Knowledge Distillation in Practice
From MNIST to LLMs
Introduction to Knowledge Distillation
Knowledge distillation is a powerful technique in machine learning that enables the transfer of knowledge from a large, complex model (the “teacher”) to a smaller, more efficient model (the “student”). This process allows us to create compact models that maintain much of the performance of their larger counterparts while being significantly faster and requiring fewer computational resources.

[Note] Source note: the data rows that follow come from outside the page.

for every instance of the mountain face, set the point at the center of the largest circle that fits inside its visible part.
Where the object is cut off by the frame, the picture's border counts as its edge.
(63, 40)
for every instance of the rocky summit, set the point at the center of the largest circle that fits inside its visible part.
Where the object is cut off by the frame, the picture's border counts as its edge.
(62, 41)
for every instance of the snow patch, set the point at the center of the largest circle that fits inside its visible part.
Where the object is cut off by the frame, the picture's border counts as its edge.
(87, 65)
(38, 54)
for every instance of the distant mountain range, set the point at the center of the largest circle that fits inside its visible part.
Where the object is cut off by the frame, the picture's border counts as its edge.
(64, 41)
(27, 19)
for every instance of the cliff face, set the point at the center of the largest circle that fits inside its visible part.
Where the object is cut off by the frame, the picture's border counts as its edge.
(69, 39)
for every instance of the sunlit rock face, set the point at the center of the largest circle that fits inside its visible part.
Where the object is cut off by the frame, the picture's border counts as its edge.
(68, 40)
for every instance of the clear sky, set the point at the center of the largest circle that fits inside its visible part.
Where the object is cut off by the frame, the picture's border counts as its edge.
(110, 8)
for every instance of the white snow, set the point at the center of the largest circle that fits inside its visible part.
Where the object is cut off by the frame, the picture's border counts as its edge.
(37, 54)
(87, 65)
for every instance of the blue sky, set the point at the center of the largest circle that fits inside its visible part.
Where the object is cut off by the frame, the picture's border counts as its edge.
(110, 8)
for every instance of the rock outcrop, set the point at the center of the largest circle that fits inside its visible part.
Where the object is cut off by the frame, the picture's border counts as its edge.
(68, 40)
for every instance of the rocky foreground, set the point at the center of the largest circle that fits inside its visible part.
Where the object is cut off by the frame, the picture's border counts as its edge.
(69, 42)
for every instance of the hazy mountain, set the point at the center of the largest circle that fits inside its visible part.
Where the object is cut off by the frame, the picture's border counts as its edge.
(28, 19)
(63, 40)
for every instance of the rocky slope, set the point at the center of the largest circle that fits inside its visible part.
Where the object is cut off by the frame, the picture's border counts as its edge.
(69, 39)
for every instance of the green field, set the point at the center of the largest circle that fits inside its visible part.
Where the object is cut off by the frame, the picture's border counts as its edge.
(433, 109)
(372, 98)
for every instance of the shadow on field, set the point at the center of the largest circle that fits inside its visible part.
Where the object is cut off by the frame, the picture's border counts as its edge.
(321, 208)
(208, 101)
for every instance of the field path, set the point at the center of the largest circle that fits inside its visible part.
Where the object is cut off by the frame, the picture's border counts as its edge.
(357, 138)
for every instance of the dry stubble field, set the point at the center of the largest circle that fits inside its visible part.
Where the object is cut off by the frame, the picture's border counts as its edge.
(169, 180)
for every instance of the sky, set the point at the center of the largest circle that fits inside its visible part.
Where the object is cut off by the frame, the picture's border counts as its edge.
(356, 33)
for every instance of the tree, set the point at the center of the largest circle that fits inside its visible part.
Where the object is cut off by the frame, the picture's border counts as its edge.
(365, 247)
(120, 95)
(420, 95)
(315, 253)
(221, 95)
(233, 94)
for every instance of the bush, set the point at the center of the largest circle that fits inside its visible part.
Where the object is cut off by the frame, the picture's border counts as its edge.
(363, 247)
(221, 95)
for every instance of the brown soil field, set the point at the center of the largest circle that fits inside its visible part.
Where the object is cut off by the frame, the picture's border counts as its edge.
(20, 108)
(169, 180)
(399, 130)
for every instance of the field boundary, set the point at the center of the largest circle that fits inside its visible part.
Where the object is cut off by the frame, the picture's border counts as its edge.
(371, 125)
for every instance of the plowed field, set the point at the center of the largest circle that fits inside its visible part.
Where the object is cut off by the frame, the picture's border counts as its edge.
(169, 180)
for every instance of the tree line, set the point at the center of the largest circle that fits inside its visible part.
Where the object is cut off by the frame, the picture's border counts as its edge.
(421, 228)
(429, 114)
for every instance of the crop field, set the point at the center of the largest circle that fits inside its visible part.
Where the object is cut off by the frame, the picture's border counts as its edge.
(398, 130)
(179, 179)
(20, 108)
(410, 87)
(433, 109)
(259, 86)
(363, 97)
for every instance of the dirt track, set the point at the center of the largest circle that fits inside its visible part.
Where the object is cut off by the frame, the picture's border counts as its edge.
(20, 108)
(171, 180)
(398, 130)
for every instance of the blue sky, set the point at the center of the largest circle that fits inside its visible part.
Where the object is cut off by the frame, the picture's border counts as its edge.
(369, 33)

Why Knowledge Distillation Matters
In today’s AI landscape, models are becoming increasingly large and complex. While these models achieve remarkable performance, they often require substantial computational resources, making deployment challenging in resource-constrained environments such as mobile devices, edge computing systems, or real-time applications. Knowledge distillation addresses this challenge by:
- Reducing Model Size: Creating smaller models with fewer parameters
- Improving Inference Speed: Enabling faster predictions in production
- Lowering Computational Costs: Reducing memory and processing requirements
- Maintaining Performance: Preserving much of the original model’s accuracy
- Enabling Edge Deployment: Making AI accessible on resource-limited devices
The Teacher-Student Paradigm
The core concept of knowledge distillation revolves around the teacher-student relationship:
- Teacher Model: A large, well-trained model with high capacity and performance
- Student Model: A smaller, more efficient model trained to mimic the teacher’s behavior
- Knowledge Transfer: The process of transferring the teacher’s “dark knowledge” to the student
See paper: “Knowledge Distillation: A Survey, Jianping Gou, Baosheng Yu, Stephen J. Maybank, Dacheng Tao, 2021
Theoretical Foundations
Soft Targets vs. Hard Targets
Traditional supervised learning uses “hard targets” - one-hot encoded labels that provide limited information. For example, in MNIST digit classification, the label for the digit “5” would be represented as [0, 0, 0, 0, 0, 1, 0, 0, 0, 0]
.
Knowledge distillation leverages “soft targets” - the probability distributions produced by the teacher model. These soft targets contain richer information about the relationships between classes. For instance, the teacher might output [0.01, 0.02, 0.01, 0.05, 0.1, 0.78, 0.02, 0.01, 0.0, 0.0]
for a “5”, indicating that it’s most confident about “5” but also considers “4” somewhat similar.
The Temperature Parameter
The temperature parameter (τ) is crucial in knowledge distillation. It controls the “softness” of the probability distribution by modifying the softmax function:
P(class_i) = exp(z_i / τ) / Σ_j exp(z_j / τ)
Where:
- z_i are the logits (pre-softmax outputs)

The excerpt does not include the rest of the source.